After learning that she sentenced herself to a misfortune comparable to Lonetree’s, when I thought about her self-imposed punishment and penance, I found myself thinking of Violetta in the tradition of the great Russian tragic heroines, women ennobled and purified by suffering, women brought closer to God by their grief….
But before drifting too far into melodrama, I was yanked back to earth by a Russian contemporary of Violetta’s, a woman her age who also attended the Institute of Foreign Languages, who also was approached by the “servants of intelligence,” but who declined to cooperate with them.
“The people who were open to the charms of the KGB, who allowed themselves to be recruited, were people lacking in moral character,” she insisted. “If you chose the path of covert collaboration, it meant you agreed to do dirty things. You would sit and drink vodka with your friends and ask them about their feelings, their family. And if they criticized society or told you a political anecdote or made the slightest comment that was unfavorable, they could never go to the West. Their careers would be ruined, and they would never know why. You cannot forget the lives that were affected by her. Thanks to those ‘bloody bitches’ we all lived in fear and distrusted everyone around us.”

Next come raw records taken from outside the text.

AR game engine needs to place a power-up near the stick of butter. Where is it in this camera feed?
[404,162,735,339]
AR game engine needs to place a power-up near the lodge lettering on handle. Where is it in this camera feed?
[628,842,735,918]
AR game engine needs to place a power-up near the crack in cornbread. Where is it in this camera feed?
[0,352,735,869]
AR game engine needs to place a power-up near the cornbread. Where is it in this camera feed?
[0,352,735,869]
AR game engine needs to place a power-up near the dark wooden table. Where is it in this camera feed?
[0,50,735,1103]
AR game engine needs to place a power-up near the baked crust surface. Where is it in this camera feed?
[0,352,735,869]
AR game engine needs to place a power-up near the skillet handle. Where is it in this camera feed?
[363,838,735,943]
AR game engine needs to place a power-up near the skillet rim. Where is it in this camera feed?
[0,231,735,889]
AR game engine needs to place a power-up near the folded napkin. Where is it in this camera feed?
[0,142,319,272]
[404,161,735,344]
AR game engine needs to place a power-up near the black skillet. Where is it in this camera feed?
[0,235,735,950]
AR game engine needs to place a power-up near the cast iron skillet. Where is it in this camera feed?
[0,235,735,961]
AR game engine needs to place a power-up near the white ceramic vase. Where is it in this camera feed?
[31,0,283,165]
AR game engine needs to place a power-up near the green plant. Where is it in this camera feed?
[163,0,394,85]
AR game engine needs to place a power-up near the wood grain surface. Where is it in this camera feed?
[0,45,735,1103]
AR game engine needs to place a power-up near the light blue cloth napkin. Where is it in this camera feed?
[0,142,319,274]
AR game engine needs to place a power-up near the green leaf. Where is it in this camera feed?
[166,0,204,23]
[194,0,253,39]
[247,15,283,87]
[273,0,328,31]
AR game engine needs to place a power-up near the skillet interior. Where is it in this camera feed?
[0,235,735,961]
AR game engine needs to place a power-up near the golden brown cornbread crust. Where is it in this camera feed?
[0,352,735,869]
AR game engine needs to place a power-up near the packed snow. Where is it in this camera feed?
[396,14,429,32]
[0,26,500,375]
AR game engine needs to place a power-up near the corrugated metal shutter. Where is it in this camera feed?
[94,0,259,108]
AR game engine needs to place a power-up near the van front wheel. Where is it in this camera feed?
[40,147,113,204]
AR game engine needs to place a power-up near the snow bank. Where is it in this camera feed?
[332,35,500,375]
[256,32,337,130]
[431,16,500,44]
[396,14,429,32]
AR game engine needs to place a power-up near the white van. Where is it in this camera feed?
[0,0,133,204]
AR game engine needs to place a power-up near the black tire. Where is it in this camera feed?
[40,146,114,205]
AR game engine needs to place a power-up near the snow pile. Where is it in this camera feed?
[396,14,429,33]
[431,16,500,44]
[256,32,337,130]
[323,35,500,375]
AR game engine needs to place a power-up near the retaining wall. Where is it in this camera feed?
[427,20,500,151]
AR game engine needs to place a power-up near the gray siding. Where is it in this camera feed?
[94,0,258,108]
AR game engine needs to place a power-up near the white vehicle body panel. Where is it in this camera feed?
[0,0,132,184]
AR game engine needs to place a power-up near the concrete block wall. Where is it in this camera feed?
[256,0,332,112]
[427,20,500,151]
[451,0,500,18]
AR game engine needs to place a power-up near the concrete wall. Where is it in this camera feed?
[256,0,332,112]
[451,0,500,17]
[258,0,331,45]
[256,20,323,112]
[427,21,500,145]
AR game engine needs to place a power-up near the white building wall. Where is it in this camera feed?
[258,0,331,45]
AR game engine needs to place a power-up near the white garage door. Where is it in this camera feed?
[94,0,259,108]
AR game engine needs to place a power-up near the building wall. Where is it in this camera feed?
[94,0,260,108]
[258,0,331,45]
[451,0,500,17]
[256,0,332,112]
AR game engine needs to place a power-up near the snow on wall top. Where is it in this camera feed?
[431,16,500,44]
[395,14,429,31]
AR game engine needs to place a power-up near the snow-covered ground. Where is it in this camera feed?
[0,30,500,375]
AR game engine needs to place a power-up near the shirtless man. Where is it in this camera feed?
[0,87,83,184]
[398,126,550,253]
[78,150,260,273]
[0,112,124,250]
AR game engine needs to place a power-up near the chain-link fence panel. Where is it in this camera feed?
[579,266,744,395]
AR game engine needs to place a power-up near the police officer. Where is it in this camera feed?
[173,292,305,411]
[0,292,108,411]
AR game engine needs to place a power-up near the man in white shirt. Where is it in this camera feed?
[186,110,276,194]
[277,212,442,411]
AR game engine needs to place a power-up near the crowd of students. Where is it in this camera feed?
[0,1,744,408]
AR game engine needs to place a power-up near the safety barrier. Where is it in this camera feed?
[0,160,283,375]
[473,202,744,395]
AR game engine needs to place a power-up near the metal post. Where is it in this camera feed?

Evoking a Faustian motif—the willingness to sell one’s soul to the devil in return for worldly gains—this woman condemned Violetta for committing herself to a life of treachery, not out of an idealistic protest against the enemies of socialism, but out of self-interest and for material advancement, which was worse.
“She knew the rules. She knew her relationship with Lonetree could have no future. Soviet citizens who collaborated with the KGB received benefits, but permission to go abroad with someone they recruited was not one of them. And yet she lied to him and got him to believe that somehow, if he continued to cooperate with ‘Uncle Sasha,’ their difficulties would be overcome.”
And yet, even as this woman called people who engaged in such duplicity despicable, she acknowledged that “Violetta is a product of the Soviet socialist system. She is a typical ‘Homo sovieticus.’ And this is what distinguishes her radically from the heroines of Russian literature. The worst thing that seventy years of socialism did for my country and the national consciousness of the Russian people was to destroy the moral basis of human existence…. I see Violetta more like an anti-heroine. A kind of socialist perversion of the marvelous Russian women characters created by classic Russian literature. Because in spite of the trials and suffering endured by Violetta, I do not believe that she has cleansed her soul. I do not believe that she has repented her sins. Because if she were truly remorseful, she would have broken off all her connections to the KGB, and she has not done that.”
After several years, Violetta gradually emerged from her seclusion to lead a somewhat normal life. With the end of Communism had come an infusion of Western companies that set up branch offices in Moscow and were in need of people with bilingual skills. She has worked for several joint-venture firms as both interpreter and administrator, facilitating the complicated business of doing business in the new Russia.